La maladie d’Alzheimer : Un acide aminé peut-il aider à restaurer les souvenirs ?

Des scientifiques du Laboratoire des Maladies Neurodégénératives (CNRS/CEA/Université Paris-Saclay) et du Neurocentre Magendie (INSERM/Université de Bordeaux) viennent de montrer qu’une voie métabolique joue un rôle déterminant dans les troubles de la mémoire de la maladie d’Alzheimer. Ces travaux, publiés le 3 mars 2020 dans la revue Cell Metabolism, montrent également que l’apport d’un acide aminé spécifique sous forme de complément alimentaire dans un modèle murin d’Alzheimer restaure la mémoire spatiale affectée précocement. C’est une piste prometteuse pour réduire les pertes de mémoire liées à cette maladie.

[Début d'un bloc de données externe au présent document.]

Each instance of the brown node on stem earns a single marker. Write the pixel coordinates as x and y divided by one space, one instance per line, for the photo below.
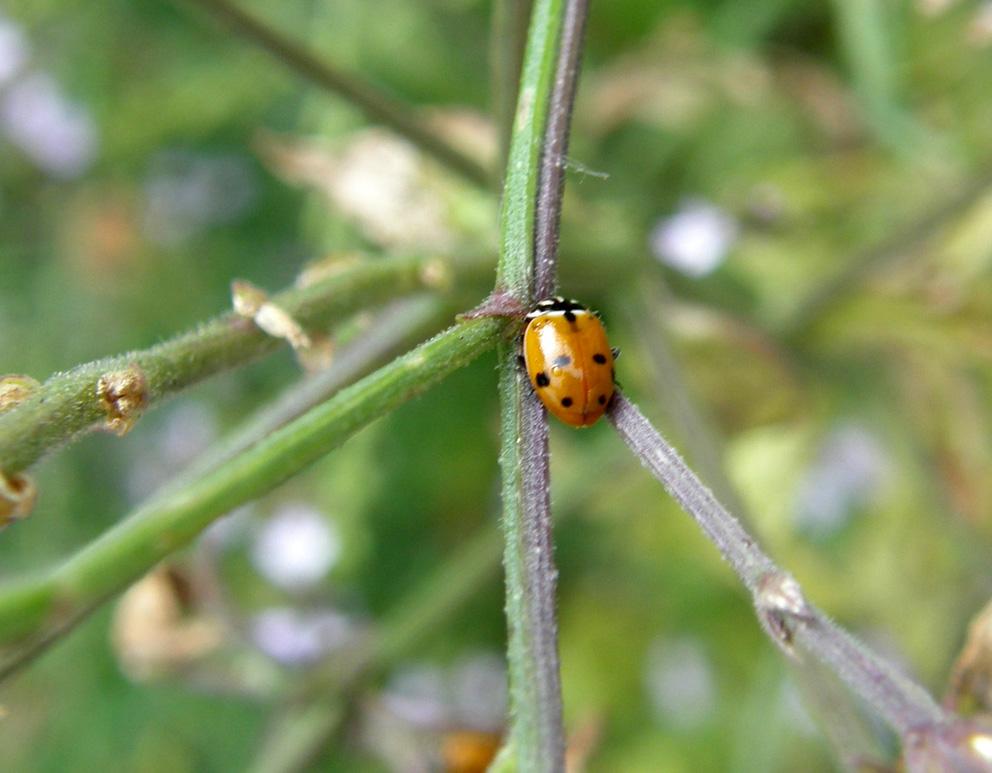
780 603
123 395
15 390
17 497
970 688
250 302
158 628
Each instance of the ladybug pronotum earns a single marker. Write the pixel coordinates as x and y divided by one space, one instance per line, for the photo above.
569 361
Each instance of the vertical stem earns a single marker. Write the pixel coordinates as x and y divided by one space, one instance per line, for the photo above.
536 732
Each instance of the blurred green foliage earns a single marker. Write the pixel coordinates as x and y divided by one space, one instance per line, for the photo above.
822 129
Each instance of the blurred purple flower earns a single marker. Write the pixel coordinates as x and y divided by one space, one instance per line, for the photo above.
187 191
59 135
850 468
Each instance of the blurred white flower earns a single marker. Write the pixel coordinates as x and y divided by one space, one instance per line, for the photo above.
695 239
679 682
59 135
14 49
479 691
187 430
299 637
849 469
187 191
296 547
417 693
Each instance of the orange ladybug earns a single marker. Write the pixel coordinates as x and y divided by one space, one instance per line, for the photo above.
569 361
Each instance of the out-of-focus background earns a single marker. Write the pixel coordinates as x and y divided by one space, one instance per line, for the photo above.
782 208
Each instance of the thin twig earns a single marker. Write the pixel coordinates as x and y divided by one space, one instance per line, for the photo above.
373 101
875 258
782 610
68 405
35 611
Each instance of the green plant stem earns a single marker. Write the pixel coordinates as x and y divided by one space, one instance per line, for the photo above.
536 726
507 40
67 406
34 611
515 273
371 100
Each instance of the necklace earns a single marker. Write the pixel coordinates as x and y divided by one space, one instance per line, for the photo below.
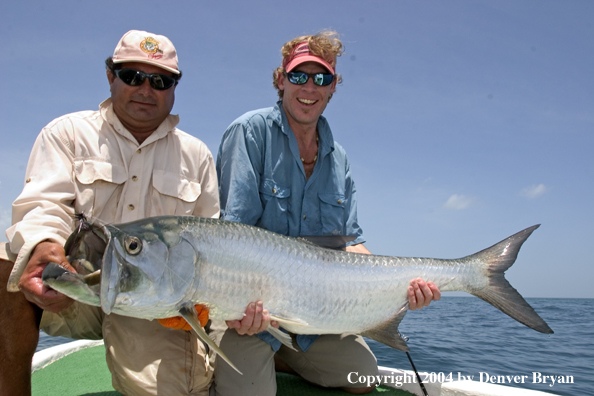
316 156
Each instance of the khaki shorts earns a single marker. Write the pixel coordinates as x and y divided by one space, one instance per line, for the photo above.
144 358
327 363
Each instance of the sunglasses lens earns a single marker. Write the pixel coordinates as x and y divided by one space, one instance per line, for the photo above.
130 76
161 81
298 78
301 78
135 77
323 79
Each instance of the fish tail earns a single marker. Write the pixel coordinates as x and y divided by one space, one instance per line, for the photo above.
499 293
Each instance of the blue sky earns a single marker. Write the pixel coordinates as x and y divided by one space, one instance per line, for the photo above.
465 121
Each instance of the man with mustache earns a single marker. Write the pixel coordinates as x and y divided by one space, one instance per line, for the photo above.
124 162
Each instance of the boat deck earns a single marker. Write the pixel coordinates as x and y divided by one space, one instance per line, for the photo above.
87 374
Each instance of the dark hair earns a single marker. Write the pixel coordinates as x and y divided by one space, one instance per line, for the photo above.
109 65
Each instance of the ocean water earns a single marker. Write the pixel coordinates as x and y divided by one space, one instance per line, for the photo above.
465 336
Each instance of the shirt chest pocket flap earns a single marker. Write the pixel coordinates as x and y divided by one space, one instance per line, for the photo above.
90 171
176 186
332 212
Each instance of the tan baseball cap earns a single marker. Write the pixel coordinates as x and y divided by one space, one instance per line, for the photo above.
145 47
302 54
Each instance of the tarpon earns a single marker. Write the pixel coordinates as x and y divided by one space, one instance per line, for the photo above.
162 266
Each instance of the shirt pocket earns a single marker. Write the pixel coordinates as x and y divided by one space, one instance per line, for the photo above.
173 194
332 208
99 186
275 203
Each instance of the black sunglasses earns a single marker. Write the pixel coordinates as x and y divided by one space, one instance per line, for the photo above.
134 78
300 78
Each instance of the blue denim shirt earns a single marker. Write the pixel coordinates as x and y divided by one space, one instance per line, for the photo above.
262 182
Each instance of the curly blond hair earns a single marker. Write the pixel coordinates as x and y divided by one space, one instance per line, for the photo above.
326 44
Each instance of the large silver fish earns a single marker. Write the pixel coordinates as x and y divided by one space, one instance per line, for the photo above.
160 267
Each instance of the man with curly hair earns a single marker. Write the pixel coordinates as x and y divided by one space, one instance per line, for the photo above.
280 169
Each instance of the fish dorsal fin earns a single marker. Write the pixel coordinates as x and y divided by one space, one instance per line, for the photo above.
328 241
388 334
283 337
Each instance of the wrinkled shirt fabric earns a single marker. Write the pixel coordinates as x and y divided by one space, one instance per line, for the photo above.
262 182
88 162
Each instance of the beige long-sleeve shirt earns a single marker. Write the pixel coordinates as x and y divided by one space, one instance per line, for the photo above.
87 162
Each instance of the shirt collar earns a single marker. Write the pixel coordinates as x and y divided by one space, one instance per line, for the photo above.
106 109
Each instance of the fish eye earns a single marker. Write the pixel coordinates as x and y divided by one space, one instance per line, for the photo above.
133 245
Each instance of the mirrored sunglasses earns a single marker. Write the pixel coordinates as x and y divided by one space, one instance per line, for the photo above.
134 78
300 78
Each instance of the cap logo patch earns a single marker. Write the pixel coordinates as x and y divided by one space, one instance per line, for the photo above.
151 46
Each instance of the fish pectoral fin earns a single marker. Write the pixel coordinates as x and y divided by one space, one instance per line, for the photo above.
283 337
289 321
388 333
328 241
189 314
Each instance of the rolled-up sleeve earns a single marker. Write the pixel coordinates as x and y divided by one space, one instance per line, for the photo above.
44 210
239 166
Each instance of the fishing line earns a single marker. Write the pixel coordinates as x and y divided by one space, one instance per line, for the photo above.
405 338
417 373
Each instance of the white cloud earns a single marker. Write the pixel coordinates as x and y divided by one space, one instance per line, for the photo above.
458 202
534 191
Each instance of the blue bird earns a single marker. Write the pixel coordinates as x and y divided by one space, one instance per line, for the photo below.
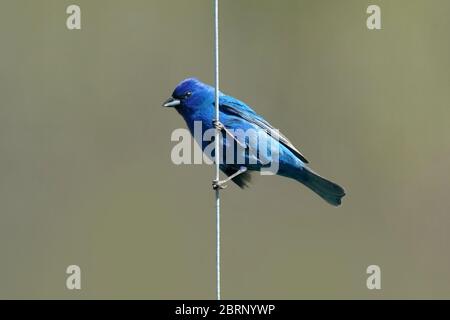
195 101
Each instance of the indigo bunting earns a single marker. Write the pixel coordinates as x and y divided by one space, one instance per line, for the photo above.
195 102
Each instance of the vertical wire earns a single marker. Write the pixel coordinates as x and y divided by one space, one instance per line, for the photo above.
217 144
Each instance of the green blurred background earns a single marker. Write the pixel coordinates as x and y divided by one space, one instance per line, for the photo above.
85 170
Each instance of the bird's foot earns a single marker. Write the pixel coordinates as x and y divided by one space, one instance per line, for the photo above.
219 184
218 125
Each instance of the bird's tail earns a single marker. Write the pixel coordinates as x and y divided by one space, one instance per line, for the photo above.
327 190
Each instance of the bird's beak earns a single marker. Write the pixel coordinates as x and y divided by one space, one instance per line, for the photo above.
171 102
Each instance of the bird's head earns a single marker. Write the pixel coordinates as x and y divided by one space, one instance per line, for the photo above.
189 93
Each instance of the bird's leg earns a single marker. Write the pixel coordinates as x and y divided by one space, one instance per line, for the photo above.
220 184
219 126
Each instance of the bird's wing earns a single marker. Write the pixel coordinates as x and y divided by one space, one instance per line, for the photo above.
237 108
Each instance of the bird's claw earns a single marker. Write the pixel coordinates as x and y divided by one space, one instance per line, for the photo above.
219 184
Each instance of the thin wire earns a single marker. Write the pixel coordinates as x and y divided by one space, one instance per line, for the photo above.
217 137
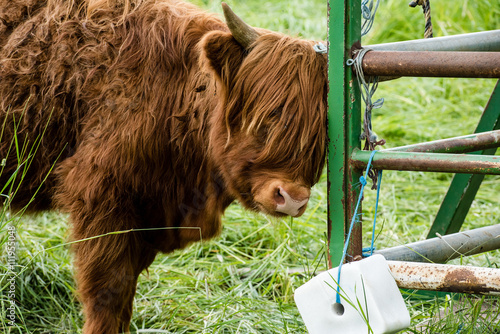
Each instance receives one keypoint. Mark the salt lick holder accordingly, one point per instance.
(364, 299)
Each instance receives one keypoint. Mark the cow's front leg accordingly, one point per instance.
(107, 271)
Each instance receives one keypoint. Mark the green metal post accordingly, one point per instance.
(463, 188)
(344, 126)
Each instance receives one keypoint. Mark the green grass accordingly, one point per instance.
(241, 282)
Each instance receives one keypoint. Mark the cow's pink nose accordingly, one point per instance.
(292, 202)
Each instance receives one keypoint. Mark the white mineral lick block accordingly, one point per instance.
(367, 287)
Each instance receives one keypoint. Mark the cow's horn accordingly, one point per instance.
(242, 32)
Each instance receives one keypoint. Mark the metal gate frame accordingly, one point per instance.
(346, 160)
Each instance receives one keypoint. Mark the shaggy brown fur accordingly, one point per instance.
(157, 118)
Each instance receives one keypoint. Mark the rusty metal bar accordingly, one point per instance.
(463, 144)
(429, 162)
(445, 248)
(432, 64)
(477, 41)
(448, 278)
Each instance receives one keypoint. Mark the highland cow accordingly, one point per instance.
(154, 116)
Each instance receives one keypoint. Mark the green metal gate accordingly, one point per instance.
(346, 160)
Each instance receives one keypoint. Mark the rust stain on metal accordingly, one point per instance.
(432, 64)
(463, 280)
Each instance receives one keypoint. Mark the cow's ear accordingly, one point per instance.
(223, 55)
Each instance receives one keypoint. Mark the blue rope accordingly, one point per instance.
(363, 182)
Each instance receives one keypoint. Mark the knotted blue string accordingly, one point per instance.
(363, 182)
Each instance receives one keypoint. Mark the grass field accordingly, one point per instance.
(241, 282)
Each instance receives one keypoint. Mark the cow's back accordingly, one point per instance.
(67, 75)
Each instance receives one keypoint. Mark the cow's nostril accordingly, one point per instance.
(288, 204)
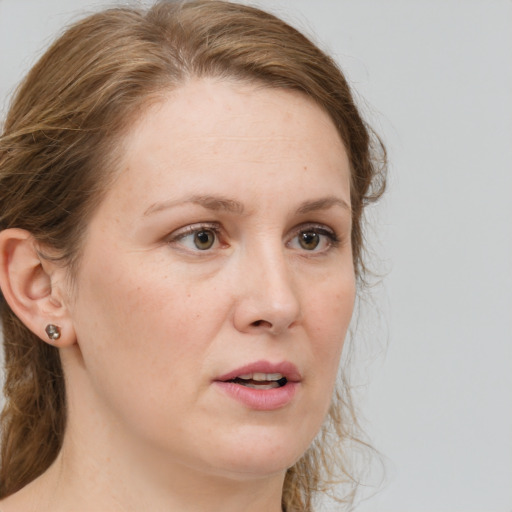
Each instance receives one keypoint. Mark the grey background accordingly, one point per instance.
(435, 79)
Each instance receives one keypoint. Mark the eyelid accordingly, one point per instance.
(321, 229)
(181, 233)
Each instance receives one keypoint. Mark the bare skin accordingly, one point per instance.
(224, 241)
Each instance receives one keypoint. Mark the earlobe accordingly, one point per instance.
(28, 288)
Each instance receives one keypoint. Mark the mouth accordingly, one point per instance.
(262, 386)
(261, 380)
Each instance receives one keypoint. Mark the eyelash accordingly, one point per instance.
(333, 240)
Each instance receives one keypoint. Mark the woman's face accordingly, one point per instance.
(217, 282)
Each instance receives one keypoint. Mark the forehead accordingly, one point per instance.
(240, 132)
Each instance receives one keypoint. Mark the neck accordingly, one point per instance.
(103, 466)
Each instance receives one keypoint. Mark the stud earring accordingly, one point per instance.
(53, 331)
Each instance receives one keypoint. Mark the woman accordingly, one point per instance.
(181, 199)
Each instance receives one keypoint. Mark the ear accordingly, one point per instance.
(33, 287)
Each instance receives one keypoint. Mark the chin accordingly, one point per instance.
(262, 455)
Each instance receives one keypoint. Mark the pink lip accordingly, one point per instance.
(262, 399)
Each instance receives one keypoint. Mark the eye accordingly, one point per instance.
(204, 239)
(309, 240)
(314, 238)
(196, 238)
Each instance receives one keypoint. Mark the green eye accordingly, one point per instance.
(309, 240)
(204, 239)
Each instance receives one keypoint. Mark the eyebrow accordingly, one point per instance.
(221, 203)
(322, 204)
(214, 203)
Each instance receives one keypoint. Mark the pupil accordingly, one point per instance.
(309, 240)
(204, 239)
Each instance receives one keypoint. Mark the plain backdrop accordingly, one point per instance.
(435, 79)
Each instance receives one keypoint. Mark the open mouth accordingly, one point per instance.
(261, 380)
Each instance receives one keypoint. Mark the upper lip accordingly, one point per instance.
(285, 368)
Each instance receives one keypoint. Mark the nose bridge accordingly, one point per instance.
(267, 294)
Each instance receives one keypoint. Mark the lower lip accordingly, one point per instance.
(260, 399)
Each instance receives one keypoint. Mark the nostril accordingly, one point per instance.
(261, 323)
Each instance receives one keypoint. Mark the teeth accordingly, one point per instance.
(262, 376)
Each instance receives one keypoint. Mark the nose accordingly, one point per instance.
(267, 300)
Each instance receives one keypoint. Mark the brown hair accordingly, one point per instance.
(59, 140)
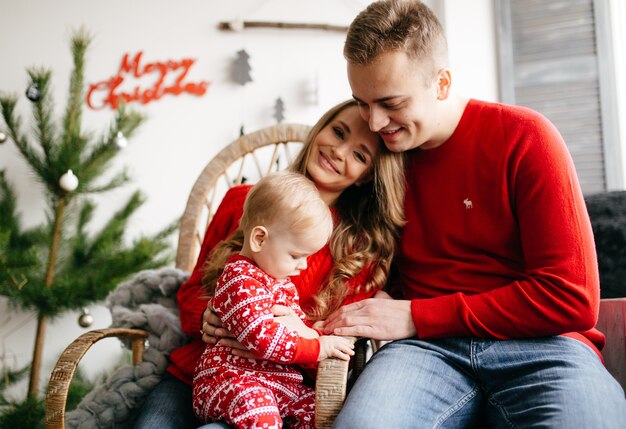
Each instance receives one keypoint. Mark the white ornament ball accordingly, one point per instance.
(85, 319)
(68, 181)
(120, 140)
(236, 24)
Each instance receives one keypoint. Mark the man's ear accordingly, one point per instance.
(258, 236)
(444, 81)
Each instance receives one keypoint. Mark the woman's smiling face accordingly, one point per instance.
(342, 154)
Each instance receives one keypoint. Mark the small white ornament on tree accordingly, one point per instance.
(120, 140)
(68, 181)
(33, 93)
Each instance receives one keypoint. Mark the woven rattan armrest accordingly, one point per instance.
(63, 372)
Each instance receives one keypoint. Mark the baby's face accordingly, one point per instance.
(284, 253)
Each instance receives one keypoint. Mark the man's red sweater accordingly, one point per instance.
(191, 305)
(498, 243)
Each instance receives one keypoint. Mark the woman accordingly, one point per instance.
(362, 182)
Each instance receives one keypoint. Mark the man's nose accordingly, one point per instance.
(377, 119)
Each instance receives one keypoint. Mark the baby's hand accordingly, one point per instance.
(334, 346)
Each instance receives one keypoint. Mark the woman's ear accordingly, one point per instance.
(258, 236)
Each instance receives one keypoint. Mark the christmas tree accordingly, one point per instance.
(59, 266)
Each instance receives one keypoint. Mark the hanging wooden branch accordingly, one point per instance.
(238, 25)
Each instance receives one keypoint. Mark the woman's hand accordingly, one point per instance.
(286, 317)
(376, 318)
(213, 331)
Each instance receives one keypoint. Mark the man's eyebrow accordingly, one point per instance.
(379, 100)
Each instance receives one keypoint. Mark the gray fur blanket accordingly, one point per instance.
(145, 301)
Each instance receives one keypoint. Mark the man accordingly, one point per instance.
(497, 279)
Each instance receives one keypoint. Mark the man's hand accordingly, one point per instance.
(376, 318)
(286, 317)
(332, 346)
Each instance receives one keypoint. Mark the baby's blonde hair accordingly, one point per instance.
(290, 201)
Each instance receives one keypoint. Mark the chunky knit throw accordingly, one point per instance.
(146, 301)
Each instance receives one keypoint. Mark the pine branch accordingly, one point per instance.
(42, 111)
(72, 122)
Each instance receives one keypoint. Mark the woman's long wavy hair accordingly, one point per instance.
(370, 217)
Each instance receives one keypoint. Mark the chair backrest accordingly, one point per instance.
(248, 158)
(612, 322)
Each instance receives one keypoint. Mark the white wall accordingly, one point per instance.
(182, 133)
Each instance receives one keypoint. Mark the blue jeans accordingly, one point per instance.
(168, 406)
(553, 382)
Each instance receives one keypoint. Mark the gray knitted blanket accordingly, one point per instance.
(145, 301)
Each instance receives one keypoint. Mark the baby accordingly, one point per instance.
(283, 222)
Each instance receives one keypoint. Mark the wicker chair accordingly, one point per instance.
(245, 159)
(230, 164)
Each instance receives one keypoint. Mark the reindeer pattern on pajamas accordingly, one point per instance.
(255, 393)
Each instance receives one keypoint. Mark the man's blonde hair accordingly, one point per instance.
(397, 25)
(289, 201)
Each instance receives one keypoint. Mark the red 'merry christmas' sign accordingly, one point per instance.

Le cerveau utilise une grande partie de l’énergie dont dispose notre corps. Pour fonctionner correctement, les neurones et les cellules environnantes, notamment les astrocytes, doivent coopérer. La phase précoce de la maladie d’Alzheimer est caractérisée par une réduction de ce métabolisme énergétique, mais jusqu’à présent, nous ne savions pas si ce déficit contribuait directement aux symptômes cognitifs de la maladie d’Alzheimer.

Une étude collaborative a montré dans un modèle murin de la maladie d’Alzheimer qu’une diminution de l’utilisation du glucose par les astrocytes réduit la production de L-sérine. Cet acide aminé est principalement produit par ces cellules cérébrales et sa voie de biosynthèse est altérée chez les patients. La L-sérine est le précurseur de la D-sérine, connue pour stimuler les récepteurs NMDA, essentiels au fonctionnement du cerveau et à l’établissement de la mémoire. Ainsi, en produisant moins de L-sérine, les astrocytes provoquent une baisse d’activité de ces récepteurs, ce qui altère la plasticité neuronale et les capacités de mémorisation associées. Les scientifiques ont également démontré que les fonctions de mémorisation chez les souris étaient restaurées par l’apport de L-sérine nutritionnelle.

Avec l’identification du rôle de la L-sérine dans les troubles de la mémoire et l’efficacité expérimentale de la supplémentation nutritionnelle, de nouvelles stratégies apparaissent qui peuvent compléter le traitement médical, pour combattre les symptômes précoces de la maladie d’Alzheimer et d’autres maladies qui présentent des déficits métaboliques, comme les maladies de Parkinson et de Huntington. La L-sérine étant disponible sous forme de complément alimentaire, ce composé devrait être rigoureusement testé chez l’homme, par le biais d’essais cliniques contrôlés.